Quote Originally Posted by Solus Corvus View Post
I didn't like it when Nvidia renamed their cards. I didn't like it when ATI re-branded their cards. And I won't like it if Nvidia does the same thing again.
Well, yeah, AMD did reshuffle their naming convention with NI gen cards. I guess since they're now back into the highend performing chip game again with Cayman (for 40 nm process node), and the advent of Fusion based products, the old naming convention is just not adequate for its purpose & AMD's interest.

That might not be in the best interest of consumers, but far far less malicious compared to rebranding a G92 65 nm chip with exact specs from 8800 GT to 9800 GT, from 8800 GS to 9600 GSO (early version), or a G92 classified into new gen GTX 280M for mobile segment.

Quote Originally Posted by Solus Corvus View Post
This is wrong. A new generation can happen on the same node.
Yep. I expect members of this respected site could atleast smart enough to use the web & check their facts before making certain claims & assertions, but my expectation seems rather too optimist.
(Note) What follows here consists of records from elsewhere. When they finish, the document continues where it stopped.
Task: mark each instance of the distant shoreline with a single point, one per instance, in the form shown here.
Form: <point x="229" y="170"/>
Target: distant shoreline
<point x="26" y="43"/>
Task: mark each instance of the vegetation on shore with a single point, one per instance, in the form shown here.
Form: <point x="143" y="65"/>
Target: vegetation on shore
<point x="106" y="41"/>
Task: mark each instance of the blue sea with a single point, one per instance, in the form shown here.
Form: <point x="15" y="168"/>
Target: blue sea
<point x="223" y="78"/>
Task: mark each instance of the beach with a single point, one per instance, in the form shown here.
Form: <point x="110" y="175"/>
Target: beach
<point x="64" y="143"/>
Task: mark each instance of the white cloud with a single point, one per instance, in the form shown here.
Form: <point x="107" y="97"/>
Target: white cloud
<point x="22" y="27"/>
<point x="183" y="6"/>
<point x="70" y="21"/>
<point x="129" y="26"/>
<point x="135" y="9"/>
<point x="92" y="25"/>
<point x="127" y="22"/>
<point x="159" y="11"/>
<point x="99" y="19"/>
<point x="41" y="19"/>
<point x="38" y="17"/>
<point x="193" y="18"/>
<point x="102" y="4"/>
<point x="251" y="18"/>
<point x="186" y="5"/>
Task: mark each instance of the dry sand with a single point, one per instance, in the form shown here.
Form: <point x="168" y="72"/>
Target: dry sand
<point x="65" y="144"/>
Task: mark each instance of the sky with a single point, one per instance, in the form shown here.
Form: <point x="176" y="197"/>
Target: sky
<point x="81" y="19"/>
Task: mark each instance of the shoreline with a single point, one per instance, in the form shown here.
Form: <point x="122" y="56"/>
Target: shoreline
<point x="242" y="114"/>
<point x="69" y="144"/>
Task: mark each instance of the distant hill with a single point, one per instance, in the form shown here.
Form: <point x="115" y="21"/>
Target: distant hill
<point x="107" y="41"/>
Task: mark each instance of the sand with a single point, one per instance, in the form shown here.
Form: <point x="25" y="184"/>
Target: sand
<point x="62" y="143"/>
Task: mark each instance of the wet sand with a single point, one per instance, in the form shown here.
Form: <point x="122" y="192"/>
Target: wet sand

Quote Originally Posted by Sam_oslo View Post
Yeah, "evolution" is a good and covering name.

My point was that, we are not getting a new generation, or re-brands in upcoming round from neither AMD or nVidia. As Sn0wm@n has been trying to speculate on. But per definition, you need a shrink to call it new generation.

Lets call it "evolution"
Who's definition ? YOURS ?

Well, G80 and G71 were both built using TSMC 90 nm process, clearly going by your standard, those two are the same generation, right ?

Or from the red corner, R300 and R200 both disagree with your notion.